Conversion

SERPs And Personalized Search

I know what you did last summer. Scared yet? Before you call 911 and report me as a stalker, let me assure you I did no such thing. However, by 2008, your search engine might. It’s called Personalized Search.

I will leave it up to the lawyers to worry about privacy concerns, and will strictly concentrate on how Personalized Search will affect our industry in general.

Search marketers have long speculated that search engines were using “other” sources of data to provide the most relevant search results. Specifically, talks about Google PageRank collecting search patterns and Yahoo’s MyBlogLog collecting browsing patterns certainly raised some eyebrows in the search engine marketing community. (As if it’s not hard enough to deal with homogenous search results — end-users might actually see different results pages?)

With the launch of Google’s “Web History,” an emerging trend of personalized search has solidified from SEM possibility to SEM reality. Yes, that means your client will be looking at a different search engine results page (SERP) than you do, and so will millions of other people. But this raises a legitimate question: If I searched for Toyota reviews five times in a row, does that mean that I wouldn’t want anything about Nissan in the future?

Similarly, if the online community feels that Dunkin’ Donuts’ coffee tastes better than Starbucks’, should that mean Starbucks would be penalized in SERPs? We already have some experience with community generated search results on Digg, but I haven’t really heard anybody being overly excited about that.
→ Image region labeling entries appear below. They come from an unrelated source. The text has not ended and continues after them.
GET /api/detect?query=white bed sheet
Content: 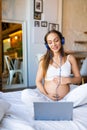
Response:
[0,91,87,130]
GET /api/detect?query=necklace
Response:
[53,56,61,67]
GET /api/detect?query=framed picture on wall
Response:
[48,23,59,31]
[41,21,47,27]
[34,0,43,13]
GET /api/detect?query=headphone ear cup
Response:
[61,37,65,45]
[45,43,50,50]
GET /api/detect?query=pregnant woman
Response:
[36,30,81,100]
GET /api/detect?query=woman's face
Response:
[47,33,61,53]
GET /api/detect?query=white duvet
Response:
[0,84,87,130]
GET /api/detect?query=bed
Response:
[0,84,87,130]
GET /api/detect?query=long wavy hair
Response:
[42,30,64,77]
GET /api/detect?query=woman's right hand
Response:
[46,94,58,101]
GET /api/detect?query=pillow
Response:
[0,99,10,121]
[65,83,87,107]
[80,58,87,76]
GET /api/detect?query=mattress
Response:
[0,89,87,130]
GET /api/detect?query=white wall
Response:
[2,0,62,86]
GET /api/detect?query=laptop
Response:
[34,102,73,120]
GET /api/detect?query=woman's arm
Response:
[61,55,82,84]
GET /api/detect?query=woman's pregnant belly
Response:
[44,80,70,99]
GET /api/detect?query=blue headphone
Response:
[45,37,65,50]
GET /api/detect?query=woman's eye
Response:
[48,42,52,45]
[54,39,58,42]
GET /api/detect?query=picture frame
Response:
[34,0,43,13]
[41,21,47,27]
[48,23,59,31]
[34,12,41,20]
[34,21,40,27]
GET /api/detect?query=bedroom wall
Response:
[63,0,87,51]
[2,0,62,86]
[0,0,2,90]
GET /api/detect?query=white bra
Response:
[45,55,71,81]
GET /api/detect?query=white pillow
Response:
[0,99,10,121]
[65,83,87,107]
[80,58,87,76]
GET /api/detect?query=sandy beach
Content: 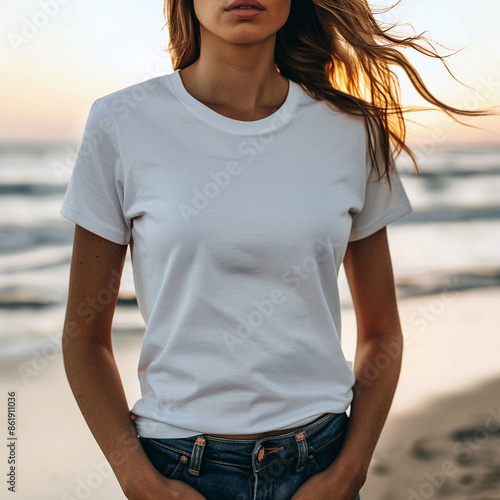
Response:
[0,288,500,500]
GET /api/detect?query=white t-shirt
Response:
[61,70,412,438]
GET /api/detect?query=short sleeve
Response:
[349,164,413,241]
[60,98,131,245]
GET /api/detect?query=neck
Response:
[180,26,288,120]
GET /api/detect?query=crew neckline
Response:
[163,68,302,135]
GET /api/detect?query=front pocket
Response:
[139,437,191,479]
[310,430,346,472]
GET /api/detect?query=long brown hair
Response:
[164,0,491,181]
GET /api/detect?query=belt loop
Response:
[295,431,308,472]
[188,436,206,476]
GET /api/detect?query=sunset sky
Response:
[0,0,500,144]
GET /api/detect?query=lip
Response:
[224,0,265,10]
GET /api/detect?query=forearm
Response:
[332,332,403,482]
[63,337,161,494]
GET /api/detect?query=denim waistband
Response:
[141,411,348,474]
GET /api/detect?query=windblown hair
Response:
[164,0,491,181]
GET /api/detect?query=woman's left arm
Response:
[292,227,403,500]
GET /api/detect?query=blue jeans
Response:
[139,412,360,500]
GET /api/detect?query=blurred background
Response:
[0,0,500,500]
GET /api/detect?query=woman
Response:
[61,0,488,500]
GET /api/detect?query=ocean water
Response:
[0,145,500,359]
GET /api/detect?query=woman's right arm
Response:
[62,225,205,500]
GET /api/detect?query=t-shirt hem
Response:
[134,404,352,439]
[59,204,130,245]
[349,202,413,242]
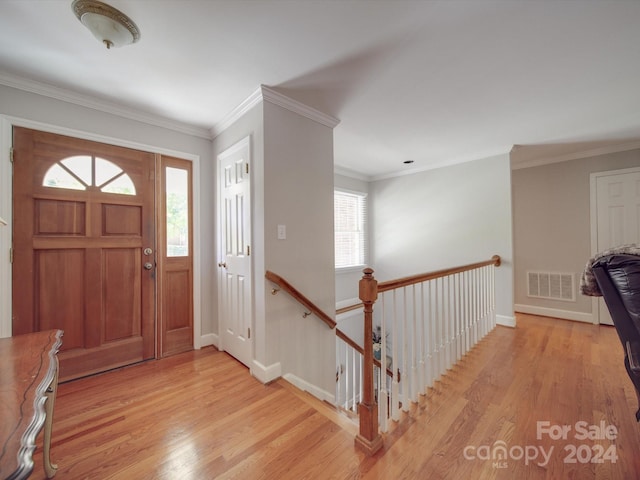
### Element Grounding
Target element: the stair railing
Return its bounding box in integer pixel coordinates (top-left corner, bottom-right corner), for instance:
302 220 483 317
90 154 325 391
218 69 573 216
338 255 500 455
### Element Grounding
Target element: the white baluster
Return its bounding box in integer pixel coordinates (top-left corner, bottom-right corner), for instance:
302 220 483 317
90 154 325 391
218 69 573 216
378 293 389 432
418 282 427 395
391 290 400 422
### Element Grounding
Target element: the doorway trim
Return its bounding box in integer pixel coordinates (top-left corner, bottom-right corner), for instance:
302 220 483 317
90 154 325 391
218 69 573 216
588 167 640 325
0 115 203 349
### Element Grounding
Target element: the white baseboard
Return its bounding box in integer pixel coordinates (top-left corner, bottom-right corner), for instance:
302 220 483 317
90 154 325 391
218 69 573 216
250 360 282 383
496 315 516 328
515 304 594 323
200 333 218 348
282 373 336 405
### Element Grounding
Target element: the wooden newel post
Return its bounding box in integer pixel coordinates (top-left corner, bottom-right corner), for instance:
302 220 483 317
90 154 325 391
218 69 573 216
356 268 382 455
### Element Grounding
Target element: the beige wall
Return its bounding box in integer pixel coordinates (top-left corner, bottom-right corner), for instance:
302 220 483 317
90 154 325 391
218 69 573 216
262 102 336 400
369 155 514 324
512 146 640 321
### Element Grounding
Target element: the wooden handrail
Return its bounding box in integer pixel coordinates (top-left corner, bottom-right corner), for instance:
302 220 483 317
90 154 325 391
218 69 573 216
336 328 400 381
378 255 501 292
265 270 336 329
336 302 364 315
336 255 502 315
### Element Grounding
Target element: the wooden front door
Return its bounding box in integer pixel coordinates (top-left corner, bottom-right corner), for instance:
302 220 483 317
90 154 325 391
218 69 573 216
12 128 155 380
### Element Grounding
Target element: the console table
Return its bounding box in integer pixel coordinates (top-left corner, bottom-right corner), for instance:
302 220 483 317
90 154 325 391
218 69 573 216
0 330 63 480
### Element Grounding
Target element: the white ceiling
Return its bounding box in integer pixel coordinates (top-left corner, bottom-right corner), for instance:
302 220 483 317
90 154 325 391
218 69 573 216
0 0 640 178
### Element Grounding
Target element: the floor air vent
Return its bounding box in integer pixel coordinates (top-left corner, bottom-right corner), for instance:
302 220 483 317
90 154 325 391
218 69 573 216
527 272 576 301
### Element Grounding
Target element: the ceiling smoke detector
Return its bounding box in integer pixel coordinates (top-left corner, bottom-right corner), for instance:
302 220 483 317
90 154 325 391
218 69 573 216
71 0 140 48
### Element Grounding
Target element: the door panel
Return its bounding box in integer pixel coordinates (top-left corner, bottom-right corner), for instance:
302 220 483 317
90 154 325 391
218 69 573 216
12 128 155 380
218 138 253 366
596 170 640 325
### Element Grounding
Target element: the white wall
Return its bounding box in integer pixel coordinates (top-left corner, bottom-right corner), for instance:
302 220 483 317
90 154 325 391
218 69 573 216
512 144 640 321
369 155 514 324
0 85 217 343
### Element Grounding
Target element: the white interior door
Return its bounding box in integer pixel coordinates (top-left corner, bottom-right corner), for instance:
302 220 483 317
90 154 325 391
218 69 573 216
595 168 640 325
218 137 253 366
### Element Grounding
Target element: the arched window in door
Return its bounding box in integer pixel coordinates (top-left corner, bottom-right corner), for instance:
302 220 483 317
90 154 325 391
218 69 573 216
42 155 136 195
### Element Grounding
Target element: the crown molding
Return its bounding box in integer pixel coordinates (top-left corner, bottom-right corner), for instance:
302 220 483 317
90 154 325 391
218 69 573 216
0 72 211 140
333 165 372 182
511 140 640 170
210 88 262 138
211 85 340 138
261 85 340 128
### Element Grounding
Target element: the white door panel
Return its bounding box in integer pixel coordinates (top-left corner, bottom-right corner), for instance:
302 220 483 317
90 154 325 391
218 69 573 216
595 170 640 325
218 138 252 366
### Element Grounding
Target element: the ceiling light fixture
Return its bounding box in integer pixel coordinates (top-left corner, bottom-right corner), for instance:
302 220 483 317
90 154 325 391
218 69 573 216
71 0 140 48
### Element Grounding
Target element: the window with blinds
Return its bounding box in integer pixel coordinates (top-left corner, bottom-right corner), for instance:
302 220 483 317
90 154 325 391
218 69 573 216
334 190 367 268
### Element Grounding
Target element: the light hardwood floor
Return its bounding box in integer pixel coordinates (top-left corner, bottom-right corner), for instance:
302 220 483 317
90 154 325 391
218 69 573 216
33 315 640 480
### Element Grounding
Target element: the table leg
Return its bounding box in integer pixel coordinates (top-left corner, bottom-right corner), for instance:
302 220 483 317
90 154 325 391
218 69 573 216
43 357 58 478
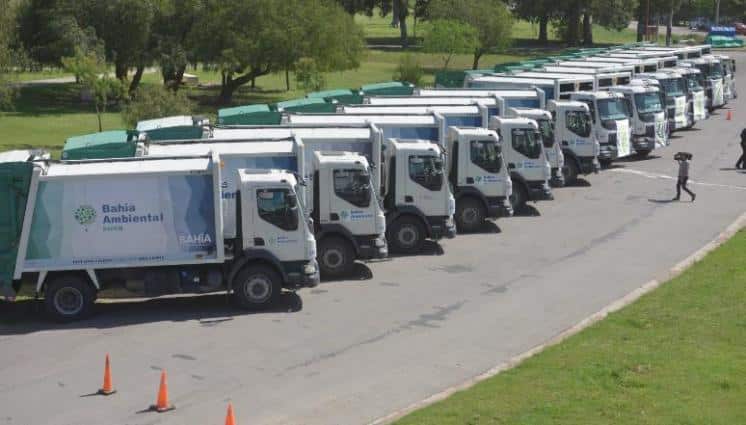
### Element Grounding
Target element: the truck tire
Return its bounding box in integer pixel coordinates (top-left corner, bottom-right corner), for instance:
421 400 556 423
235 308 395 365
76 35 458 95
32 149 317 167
316 236 355 279
232 265 282 310
510 183 528 211
562 158 580 186
386 216 425 254
455 198 487 233
44 274 96 322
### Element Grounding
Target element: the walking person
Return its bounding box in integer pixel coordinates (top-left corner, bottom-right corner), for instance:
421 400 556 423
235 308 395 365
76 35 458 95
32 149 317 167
736 128 746 170
673 152 697 202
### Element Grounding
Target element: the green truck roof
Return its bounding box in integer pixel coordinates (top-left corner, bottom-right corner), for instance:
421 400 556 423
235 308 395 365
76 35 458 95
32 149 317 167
218 104 282 125
360 81 414 96
137 115 207 140
62 130 140 160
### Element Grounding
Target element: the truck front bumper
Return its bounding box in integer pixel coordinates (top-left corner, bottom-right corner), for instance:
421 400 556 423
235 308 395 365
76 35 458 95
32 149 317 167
578 156 601 175
427 217 456 240
285 259 321 289
526 181 554 202
549 167 565 187
355 235 389 260
487 196 513 218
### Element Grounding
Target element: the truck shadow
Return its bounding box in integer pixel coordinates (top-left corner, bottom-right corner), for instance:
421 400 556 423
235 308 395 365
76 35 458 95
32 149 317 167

How do you optimize a site then if everybody’s looking at different search results? Here are some quick tips:

  1. If you’re not part of “social marketing” trend, I suggest jumping on that boat ASAP. As of October 2006, according to Socialtext.net, 40 out of the Fortune 500 companies were blogging about their products/services. If Cisco does it, there is no reason why your smallest client shouldn’t.
  2. Find out who your existing customers are. Who really is your target demographic? And that doesn’t mean anybody who has a credit card. Once you have a “profile,” figure out what those people do online, and establish your presence in those communities. As an example, share advice, post unbiased reviews, etc.
  3. “Search Engine Marketing” will now be more “Marketing” than “Search Engine”. Talk to your HTML and copywriting people — make sure they understand building sites for search engines vs. building sites for busy human beings.

If SEs claim they are here to provide end-users with the most satisfactory user-experience, as marketing professionals we’ll have to figure out what that “most satisfactory experience” is and the best way to deliver it. Days of websites being stand-alone entities are over. We have to seriously consider what the online community feels and how that positively/adversely affects your site. If users feel your site is worth looking at, hopefully, you’ll be rewarded in search engine result pages.